“Nothing, man, nothing, it’s all good,” the first guy said, crossing the hall in a hurry to stand by the partially open door so she couldn’t see in. “Just some crazy broad. It’s all good.”
The second guy grunted, pissed, but pushed the door the rest of the way open and exited the command center. He didn’t look toward her once. It must have been the weirdest fancy dress party of all time in there, she thought, as two more men emerged after him, both dressed down to look like they lived on the streets. It was a good way to go unnoticed up here. People didn’t see the homeless in New York, they just ebbed and flowed like so much flotsam in the river of the American Dream. The third man turned a curious eye on Finn before dismissing her as irrelevant and turning his attention to the second hobo.
“Let’s go,” he said after the door slid shut behind the last man.
All four of them walked back down the hall. They barely even acknowledge she existed, which was just fine by her. Even able to study them now, she wasn’t sure she’d be able to recognize them in a lineup without all of the crap they were covered in. It was an effective disguise.
Finn waited until she was sure they were gone before she stopped sobbing. She blew her nose again on the borrowed handkerchief and sat up, brushing a few errant strands of hair out of her face.
She looked around—no sign of the men. She couldn’t hear the dull echo of approaching footsteps either.
She was alone in the hall. It had worked.
The question now was whether she could reverse whatever it was they’d done. She thought about calling Jake, but she wasn’t in trouble. He was a line of last resort.
She pushed herself to her feet and tried the door again. This time no one stopped her.
Inside, the Operations Control Center for all of Port Authority was unimpressive, except for the fact that it appeared to have power. There were a handful of desks set around the room’s outer wall, each with a couple of monitors and a battered desk chair in front of it. She wasn’t sure if the room was shielded, if the men had brought in a generator, or if power was starting to return on its own accord, but across the far wall was an entire array of fully functioning flat-screen displays. The flickering from them cast the room in an eerie glow. The nine screens alternated views of various locations within the Port Authority complex. She saw one fixed on the hallway just outside where she’d run afoul of the hobo. Finn kept half an eye on it as she walked over to one of the desks and hit the space bar on the keyboard to wake the computer.
She didn’t want to think about what would happen to her if those guys came back. She focused on the monitor instead.
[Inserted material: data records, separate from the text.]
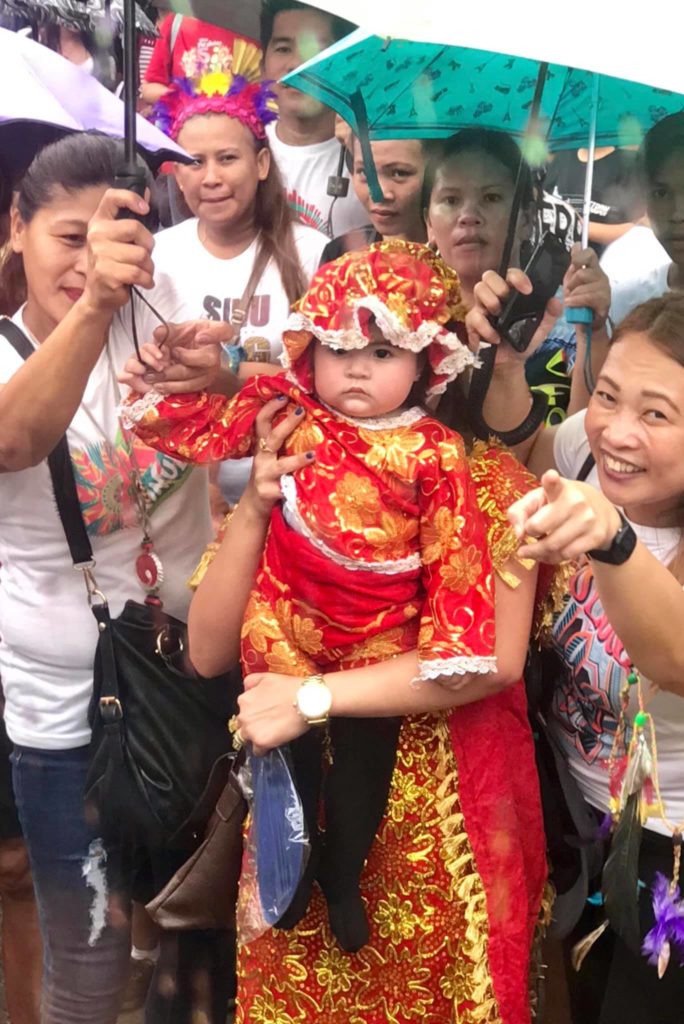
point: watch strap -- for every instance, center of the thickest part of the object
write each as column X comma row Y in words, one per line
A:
column 623, row 545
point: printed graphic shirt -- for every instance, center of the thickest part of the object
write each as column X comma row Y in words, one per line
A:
column 305, row 170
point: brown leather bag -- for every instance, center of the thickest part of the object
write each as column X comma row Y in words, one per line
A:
column 203, row 894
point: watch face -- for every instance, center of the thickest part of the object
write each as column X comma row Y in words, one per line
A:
column 313, row 700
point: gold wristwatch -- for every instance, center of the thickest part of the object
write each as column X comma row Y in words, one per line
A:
column 313, row 700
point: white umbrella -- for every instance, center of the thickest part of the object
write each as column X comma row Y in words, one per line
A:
column 43, row 95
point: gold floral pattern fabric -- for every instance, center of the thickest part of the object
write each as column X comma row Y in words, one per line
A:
column 380, row 540
column 427, row 958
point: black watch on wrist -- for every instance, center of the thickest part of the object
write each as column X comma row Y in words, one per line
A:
column 623, row 545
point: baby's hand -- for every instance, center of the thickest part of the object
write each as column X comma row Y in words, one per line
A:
column 153, row 357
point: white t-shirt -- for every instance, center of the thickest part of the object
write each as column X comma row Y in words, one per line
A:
column 633, row 254
column 627, row 295
column 305, row 170
column 210, row 286
column 48, row 632
column 586, row 707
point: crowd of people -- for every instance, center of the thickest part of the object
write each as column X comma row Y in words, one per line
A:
column 469, row 652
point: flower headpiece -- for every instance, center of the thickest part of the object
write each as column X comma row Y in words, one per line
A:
column 409, row 290
column 218, row 81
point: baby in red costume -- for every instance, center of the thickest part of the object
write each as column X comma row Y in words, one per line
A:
column 378, row 547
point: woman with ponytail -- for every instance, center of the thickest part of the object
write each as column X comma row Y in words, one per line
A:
column 241, row 258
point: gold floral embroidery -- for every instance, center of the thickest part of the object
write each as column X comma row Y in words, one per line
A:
column 269, row 1010
column 302, row 630
column 392, row 538
column 333, row 971
column 452, row 456
column 260, row 625
column 427, row 958
column 285, row 658
column 463, row 569
column 379, row 647
column 356, row 503
column 305, row 437
column 395, row 919
column 395, row 453
column 436, row 534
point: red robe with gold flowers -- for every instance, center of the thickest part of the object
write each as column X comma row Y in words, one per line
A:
column 377, row 549
column 455, row 879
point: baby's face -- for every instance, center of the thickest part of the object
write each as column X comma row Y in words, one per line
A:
column 365, row 382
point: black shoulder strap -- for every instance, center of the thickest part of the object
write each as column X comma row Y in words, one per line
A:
column 59, row 464
column 586, row 467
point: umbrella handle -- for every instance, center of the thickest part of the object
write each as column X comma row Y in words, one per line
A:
column 132, row 179
column 479, row 385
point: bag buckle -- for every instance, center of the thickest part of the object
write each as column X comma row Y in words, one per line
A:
column 169, row 644
column 111, row 710
column 95, row 595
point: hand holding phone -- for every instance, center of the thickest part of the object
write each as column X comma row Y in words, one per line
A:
column 522, row 313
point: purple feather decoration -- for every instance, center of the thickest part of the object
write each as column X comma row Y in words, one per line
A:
column 605, row 828
column 668, row 933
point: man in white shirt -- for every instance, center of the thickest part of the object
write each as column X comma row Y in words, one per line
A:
column 303, row 138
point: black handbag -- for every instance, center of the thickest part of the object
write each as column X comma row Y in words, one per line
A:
column 158, row 729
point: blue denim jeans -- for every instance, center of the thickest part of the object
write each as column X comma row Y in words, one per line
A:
column 85, row 920
column 85, row 926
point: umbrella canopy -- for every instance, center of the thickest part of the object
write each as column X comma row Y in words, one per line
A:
column 83, row 15
column 593, row 36
column 241, row 16
column 392, row 88
column 42, row 96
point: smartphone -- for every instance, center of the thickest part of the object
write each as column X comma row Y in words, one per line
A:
column 522, row 313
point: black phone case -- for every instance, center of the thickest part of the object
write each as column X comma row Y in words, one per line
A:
column 522, row 313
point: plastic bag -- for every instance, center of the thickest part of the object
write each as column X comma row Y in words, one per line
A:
column 276, row 846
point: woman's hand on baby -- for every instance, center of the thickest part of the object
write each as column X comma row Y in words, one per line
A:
column 153, row 359
column 263, row 489
column 267, row 716
column 586, row 284
column 119, row 252
column 562, row 519
column 490, row 295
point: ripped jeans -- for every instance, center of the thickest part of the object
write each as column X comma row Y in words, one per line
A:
column 86, row 930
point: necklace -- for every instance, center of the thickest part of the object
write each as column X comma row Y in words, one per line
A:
column 635, row 794
column 148, row 567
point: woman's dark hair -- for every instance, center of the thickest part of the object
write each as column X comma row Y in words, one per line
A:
column 273, row 220
column 497, row 144
column 663, row 321
column 425, row 144
column 270, row 8
column 82, row 160
column 664, row 138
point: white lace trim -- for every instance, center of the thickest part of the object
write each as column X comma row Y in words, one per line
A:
column 136, row 411
column 296, row 522
column 463, row 665
column 389, row 324
column 405, row 418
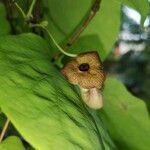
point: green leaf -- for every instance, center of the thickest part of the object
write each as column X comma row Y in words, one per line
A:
column 41, row 104
column 12, row 143
column 4, row 26
column 142, row 6
column 65, row 16
column 126, row 117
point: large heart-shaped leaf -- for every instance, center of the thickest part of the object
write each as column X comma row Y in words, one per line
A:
column 4, row 26
column 101, row 33
column 12, row 143
column 40, row 103
column 126, row 117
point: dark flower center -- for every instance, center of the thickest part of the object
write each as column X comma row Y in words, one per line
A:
column 84, row 67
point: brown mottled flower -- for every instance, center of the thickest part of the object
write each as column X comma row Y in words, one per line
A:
column 86, row 70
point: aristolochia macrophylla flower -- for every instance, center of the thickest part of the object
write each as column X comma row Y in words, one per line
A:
column 86, row 71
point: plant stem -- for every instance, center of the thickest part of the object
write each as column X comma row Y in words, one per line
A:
column 94, row 8
column 29, row 14
column 4, row 130
column 57, row 45
column 20, row 9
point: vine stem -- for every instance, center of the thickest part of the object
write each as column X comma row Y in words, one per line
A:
column 20, row 9
column 4, row 130
column 94, row 8
column 57, row 45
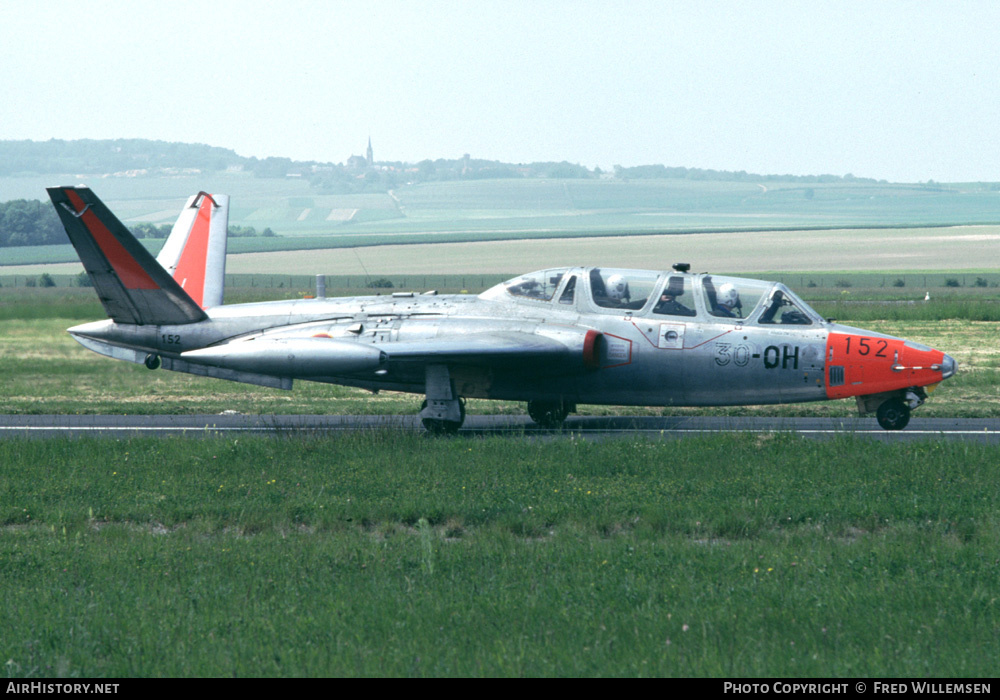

It showed what looked like an Excel spreadsheet, all number-and-letter combinations and blinking lines. It was a timetable, she realized after a few seconds of confusion. That made sense. The control center kept track of when each bus was scheduled to arrive and depart, and determined which bay they should use so that there wasn’t a backup or a collision on the tight ramps.
Right now everything was on hold, hence the blinking lines instead of times. What she didn’t know was how that could help the four men she’d seen leave. What good did it do them to interfere with a schedule that would be updated manually the minute things returned to normal?
There was absolutely nothing beneficial about hacking into a manual system that would change every single day of the week. Unless they’d put in a way to override the updates.
She clicked around, looking for options, and found one under
Preferences
. When she followed the chain of commands she was offered a
Remote Access
option. The box had been checked, an IP address entered. So that was it. They had reset the system so they could log in remotely and change the schedule any time they liked. It wasn’t exactly the crime of the century.
How had it gone from looking at glyphs carved into an ancient wall to trying to bring down a complex public transport computer system in less than twenty-four hours?
She shook her head. No point attempting to make sense of it.
When she tried clicking off the remote access, a pop-up demanded her authorization. She hit
Return.
It told her:
You do not have authorization to alter these settings
. Which was rich, all things considered. Since she didn’t know the passwords to get in, she needed an alternative.
Finn sank into a chair, planted her elbows on the desk, and stared at the screen. Her gaze flicked back to the rack of nine screens on the wall, making sure the men weren’t coming back. Not that she expected them to—they’d gotten what they wanted.
She needed to think. There had to be
something
she could do, even if it was as simple as turn it off and turn it on again, the regular sysop joke in college. Whenever anything went wrong that was always the first response: have you tried restarting it?
She didn’t think it would work here. But if she couldn’t figure something out, when the buses started running again they’d have full control.
Finn started banging randomly on the keys. She hit multiple keys in combination, trying different configurations and mashing down like a toddler trying to control the computer by sheer brute force. Several new windows popped up as a result of her efforts, and strings of nonsense appeared in various cells here and there, but still she kept at it, hitting the keys harder and faster and earning warnings about authorization that she willfully ignored until the beeps of protest became a one-note concerto.
Finally she must have hit just the right combination—or, in this case, the wrong one—and the screen went dark. Then it turned a bright, blank blue.
The Blue Screen of Death.
She’d crashed the system.
Finn rooted around under the desk for the master power switch and shut the computers off. All of them. She counted to ten then added ten more for good luck before she flipped the switch back on. Then she waited.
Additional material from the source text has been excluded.